Technical Implementation
Dataset & Challenge
- Source: HTRU2 Pulsar Dataset (Kaggle)
- Samples: 17,898 candidate observations
- Features: 8 statistical measures from integrated pulse profiles and DM-SNR curves
- Challenge: Highly imbalanced classification (9.16% positive class)
Machine Learning Pipeline
- Data Preprocessing: Automated download, validation, and standardization
- Model Training: 4 algorithms with 8-fold cross-validation
- Hyperparameter Optimization: Grid search for optimal performance
- Model Evaluation: Comprehensive metrics and feature importance analysis
- Production Deployment: FastAPI with Docker containerization
Feature Importance Analysis
Top features contributing to pulsar classification:
- ip_kurtosis: 0.4368 (Integrated Profile Kurtosis)
- ip_skewness: 0.3520 (Integrated Profile Skewness)
- dm_std: 0.0678 (DM-SNR Curve Standard Deviation)
- ip_std: 0.0412 (Integrated Profile Standard Deviation)
- ip_mean: 0.0298 (Integrated Profile Mean)
Quick Start
Local Development
# Clone repository
git clone https://github.com/mchadolias/pulsar-classification.git
cd pulsar-classification
# Install dependencies
uv sync
# Run complete pipeline
uv run python scripts/main.py
# Start API server
uv run python deployment/predict.py
Docker Deployment
# Build and run container
docker build -t pulsar-classification-api:latest .

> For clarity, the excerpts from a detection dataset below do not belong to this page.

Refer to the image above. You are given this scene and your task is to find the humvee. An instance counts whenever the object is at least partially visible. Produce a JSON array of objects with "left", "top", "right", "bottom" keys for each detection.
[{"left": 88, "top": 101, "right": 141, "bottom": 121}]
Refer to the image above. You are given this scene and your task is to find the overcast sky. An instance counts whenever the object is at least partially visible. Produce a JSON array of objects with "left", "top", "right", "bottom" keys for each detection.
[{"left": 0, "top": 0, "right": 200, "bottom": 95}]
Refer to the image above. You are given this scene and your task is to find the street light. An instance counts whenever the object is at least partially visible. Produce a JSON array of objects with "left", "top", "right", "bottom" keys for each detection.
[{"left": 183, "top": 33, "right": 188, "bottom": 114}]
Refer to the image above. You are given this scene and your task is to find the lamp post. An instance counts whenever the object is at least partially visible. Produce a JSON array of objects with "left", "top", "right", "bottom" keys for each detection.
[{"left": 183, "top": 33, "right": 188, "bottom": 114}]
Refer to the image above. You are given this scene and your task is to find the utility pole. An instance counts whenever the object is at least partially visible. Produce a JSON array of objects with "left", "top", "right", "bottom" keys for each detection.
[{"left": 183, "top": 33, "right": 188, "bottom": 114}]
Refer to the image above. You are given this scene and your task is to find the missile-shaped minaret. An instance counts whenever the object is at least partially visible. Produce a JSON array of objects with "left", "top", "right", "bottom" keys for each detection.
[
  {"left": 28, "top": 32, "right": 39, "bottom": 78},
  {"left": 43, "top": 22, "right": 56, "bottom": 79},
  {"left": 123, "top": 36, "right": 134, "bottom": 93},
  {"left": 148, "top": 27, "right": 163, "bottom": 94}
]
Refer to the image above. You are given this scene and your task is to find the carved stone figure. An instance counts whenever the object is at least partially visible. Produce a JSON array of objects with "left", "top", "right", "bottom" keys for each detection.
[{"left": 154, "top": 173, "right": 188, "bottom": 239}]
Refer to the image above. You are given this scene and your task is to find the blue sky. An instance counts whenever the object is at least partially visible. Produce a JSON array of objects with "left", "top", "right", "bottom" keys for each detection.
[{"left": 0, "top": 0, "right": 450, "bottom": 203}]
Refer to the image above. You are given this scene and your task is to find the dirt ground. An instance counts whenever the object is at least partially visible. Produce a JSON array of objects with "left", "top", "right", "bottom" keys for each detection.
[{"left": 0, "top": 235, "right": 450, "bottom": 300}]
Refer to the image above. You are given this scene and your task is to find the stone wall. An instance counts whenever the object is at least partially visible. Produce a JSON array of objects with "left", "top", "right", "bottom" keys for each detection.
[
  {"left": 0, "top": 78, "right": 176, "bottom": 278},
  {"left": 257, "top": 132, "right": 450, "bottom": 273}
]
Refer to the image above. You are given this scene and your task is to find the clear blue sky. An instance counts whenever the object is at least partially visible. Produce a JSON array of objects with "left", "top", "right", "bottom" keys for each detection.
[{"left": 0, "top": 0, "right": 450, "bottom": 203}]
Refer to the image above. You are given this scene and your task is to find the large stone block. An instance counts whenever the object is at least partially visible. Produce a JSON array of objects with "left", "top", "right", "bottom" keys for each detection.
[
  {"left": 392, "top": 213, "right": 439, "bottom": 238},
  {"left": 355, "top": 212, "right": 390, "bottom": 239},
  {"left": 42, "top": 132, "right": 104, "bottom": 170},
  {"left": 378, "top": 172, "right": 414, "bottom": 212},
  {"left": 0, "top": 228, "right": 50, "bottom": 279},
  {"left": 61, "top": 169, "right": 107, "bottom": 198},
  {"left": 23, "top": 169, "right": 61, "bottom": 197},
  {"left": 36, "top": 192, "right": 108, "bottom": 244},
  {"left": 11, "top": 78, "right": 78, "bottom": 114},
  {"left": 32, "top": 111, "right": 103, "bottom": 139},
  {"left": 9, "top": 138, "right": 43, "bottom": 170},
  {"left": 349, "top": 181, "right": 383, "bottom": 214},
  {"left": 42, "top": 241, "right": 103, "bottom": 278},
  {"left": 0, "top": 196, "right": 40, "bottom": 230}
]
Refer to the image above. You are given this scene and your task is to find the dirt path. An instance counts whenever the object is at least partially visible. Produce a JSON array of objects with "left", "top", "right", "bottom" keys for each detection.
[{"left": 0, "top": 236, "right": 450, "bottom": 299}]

docker run -it -p 9696:9696 pulsar-classification-api:latest
# Test API
curl http://localhost:9696/health
API Usage
The deployed API provides several endpoints for real-time pulsar classification:
-
POST /predict- Single sample classification -
POST /predict_batch- Batch predictions -
GET /health- Service status check -
GET /docs- Interactive API documentation
Example Prediction
import requests
# Sample pulsar features
features = [99.367, 41.572, 1.547, 4.154, 27.555, 61.719, 2.208, 3.662]
response = requests.post(
"https://pulsar-classification.fly.dev/predict",
json={"features": features}
)
print(response.json())
# {"probability": 0.960, "is_pulsar": true}
Business Impact
This system addresses a real astronomical challenge by automating the identification of pulsar stars, which:
- Reduces manual verification workload for astronomers
- Enables faster discovery of valuable astronomical objects
- Provides consistent, reproducible classification results
Key Technologies
- Machine Learning: scikit-learn, XGBoost, pandas, numpy
- API Development: FastAPI, Pydantic, Uvicorn
- Deployment: Docker, Fly.io
- Development: UV package manager, Jupyter notebooks
Development Status
✅ Completed: Data pipeline, model training, API development
✅ Deployed: Production API on Fly.io
✅ Documented: Comprehensive README and examples
This project demonstrates end-to-end machine learning capabilities from research to production deployment. The successful classification of pulsar stars showcases practical application of ML in scientific domains.